The Diagnosis: The “Silent Killer” “Factory Settings” usually means dead AA batteries. When I opened the backbox, I was initially relieved to see a remote battery holder installed. I thought, “Great, maybe just dead batteries.”

However, a closer inspection revealed the truth. Alkaline corrosion from old batteries (likely removed years ago) had never been neutralized. It had slowly eaten away at the PCB traces, specifically attacking the chip responsible for the Direct Switch Matrix (which explains why the door buttons failed). The green death had even climbed up the legs of the EPROM.

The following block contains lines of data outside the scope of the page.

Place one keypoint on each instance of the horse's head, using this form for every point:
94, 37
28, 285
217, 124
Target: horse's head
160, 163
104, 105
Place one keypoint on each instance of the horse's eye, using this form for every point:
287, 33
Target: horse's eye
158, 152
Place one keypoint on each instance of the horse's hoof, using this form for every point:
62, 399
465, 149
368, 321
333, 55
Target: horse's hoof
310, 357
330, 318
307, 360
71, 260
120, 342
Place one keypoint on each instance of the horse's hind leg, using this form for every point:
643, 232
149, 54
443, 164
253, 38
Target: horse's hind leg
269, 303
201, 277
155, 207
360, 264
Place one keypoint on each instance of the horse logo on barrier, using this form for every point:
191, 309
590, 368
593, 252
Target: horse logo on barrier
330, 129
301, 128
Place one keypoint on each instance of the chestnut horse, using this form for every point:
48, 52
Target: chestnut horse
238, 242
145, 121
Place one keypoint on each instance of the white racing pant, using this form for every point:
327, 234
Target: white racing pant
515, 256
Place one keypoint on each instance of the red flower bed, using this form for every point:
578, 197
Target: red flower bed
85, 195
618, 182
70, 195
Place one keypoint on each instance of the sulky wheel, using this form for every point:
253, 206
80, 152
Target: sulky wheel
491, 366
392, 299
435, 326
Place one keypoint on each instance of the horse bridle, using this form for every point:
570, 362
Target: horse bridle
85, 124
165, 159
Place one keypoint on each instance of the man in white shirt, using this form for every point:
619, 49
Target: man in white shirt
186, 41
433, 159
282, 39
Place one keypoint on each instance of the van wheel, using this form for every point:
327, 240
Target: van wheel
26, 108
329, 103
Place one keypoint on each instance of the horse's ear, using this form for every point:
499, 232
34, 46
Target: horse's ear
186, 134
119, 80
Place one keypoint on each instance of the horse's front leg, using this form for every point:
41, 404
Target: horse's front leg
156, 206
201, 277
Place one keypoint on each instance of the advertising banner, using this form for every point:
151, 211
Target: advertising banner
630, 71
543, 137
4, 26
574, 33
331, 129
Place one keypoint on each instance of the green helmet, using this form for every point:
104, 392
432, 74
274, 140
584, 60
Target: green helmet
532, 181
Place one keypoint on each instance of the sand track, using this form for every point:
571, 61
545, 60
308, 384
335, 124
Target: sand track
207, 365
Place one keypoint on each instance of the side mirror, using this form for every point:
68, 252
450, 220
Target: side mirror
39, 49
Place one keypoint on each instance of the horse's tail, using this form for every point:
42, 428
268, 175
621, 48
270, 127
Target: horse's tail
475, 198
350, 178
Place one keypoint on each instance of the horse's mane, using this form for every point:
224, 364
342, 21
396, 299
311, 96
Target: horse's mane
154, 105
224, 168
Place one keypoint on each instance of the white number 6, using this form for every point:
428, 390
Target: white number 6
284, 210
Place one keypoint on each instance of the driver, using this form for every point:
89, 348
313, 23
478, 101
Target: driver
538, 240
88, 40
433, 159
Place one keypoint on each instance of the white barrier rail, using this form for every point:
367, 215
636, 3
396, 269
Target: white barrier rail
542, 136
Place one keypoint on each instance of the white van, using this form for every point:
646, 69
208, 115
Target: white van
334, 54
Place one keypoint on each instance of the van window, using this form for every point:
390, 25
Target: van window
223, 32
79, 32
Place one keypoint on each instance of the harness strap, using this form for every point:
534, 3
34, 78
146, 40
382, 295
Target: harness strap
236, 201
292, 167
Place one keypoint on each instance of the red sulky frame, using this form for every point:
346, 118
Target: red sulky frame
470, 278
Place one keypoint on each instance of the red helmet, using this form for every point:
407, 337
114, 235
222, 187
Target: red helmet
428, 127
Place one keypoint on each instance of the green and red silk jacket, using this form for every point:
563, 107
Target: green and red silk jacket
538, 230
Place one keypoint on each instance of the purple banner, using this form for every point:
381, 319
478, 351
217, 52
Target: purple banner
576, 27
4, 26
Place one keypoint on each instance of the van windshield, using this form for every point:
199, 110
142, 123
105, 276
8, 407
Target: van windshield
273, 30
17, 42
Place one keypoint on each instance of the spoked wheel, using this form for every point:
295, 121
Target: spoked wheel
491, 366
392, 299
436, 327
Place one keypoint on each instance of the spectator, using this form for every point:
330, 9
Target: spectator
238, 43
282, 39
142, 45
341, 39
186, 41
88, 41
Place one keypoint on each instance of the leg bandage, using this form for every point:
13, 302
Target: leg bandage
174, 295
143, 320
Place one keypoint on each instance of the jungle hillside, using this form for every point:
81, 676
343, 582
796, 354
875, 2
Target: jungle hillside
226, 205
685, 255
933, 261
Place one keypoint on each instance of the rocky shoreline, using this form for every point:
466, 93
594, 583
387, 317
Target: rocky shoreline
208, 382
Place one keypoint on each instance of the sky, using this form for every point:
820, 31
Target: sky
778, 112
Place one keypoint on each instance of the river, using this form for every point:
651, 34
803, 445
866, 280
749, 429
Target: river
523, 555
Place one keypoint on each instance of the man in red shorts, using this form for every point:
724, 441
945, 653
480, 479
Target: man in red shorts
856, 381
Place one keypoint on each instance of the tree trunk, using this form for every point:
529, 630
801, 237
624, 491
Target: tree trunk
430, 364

Lesson: Just adding a remote battery holder isn’t enough. You must neutralize and repair the existing corrosion, or it will continue to spread like a cancer.

The Electronic Overhaul

  1. CPU Swap: Instead of attempting a patchy field repair, I installed a clean, fully rebuilt CPU board to guarantee reliability.
  2. Voltage Issues (The 5V Line): With the new CPU in, the game booted, but I checked the test points. The 5V logic rail was sitting at 4.8V. On WPC machines, anything below 4.9V is a recipe for random resets.
  3. Driver Board Repair: I removed the Power Driver Board and replaced the capacitors for the 5V and 12V circuits. I found the 12V capacitor had also leaked electrolyte onto the board. I neutralized the area and installed fresh, high-quality caps.

The Result

  • Logic voltage is now a rock-solid 5.1V.
  • I installed LEDs in the backbox to reduce heat and stress on the General Illumination (GI) connectors (which were already showing signs of burning).
  • Full playfield detail, cleaning, and new rubbers.

The owner was thrilled to see his investment back from the dead. This Addams Family is now ready for another 20 years of “Mamushka”!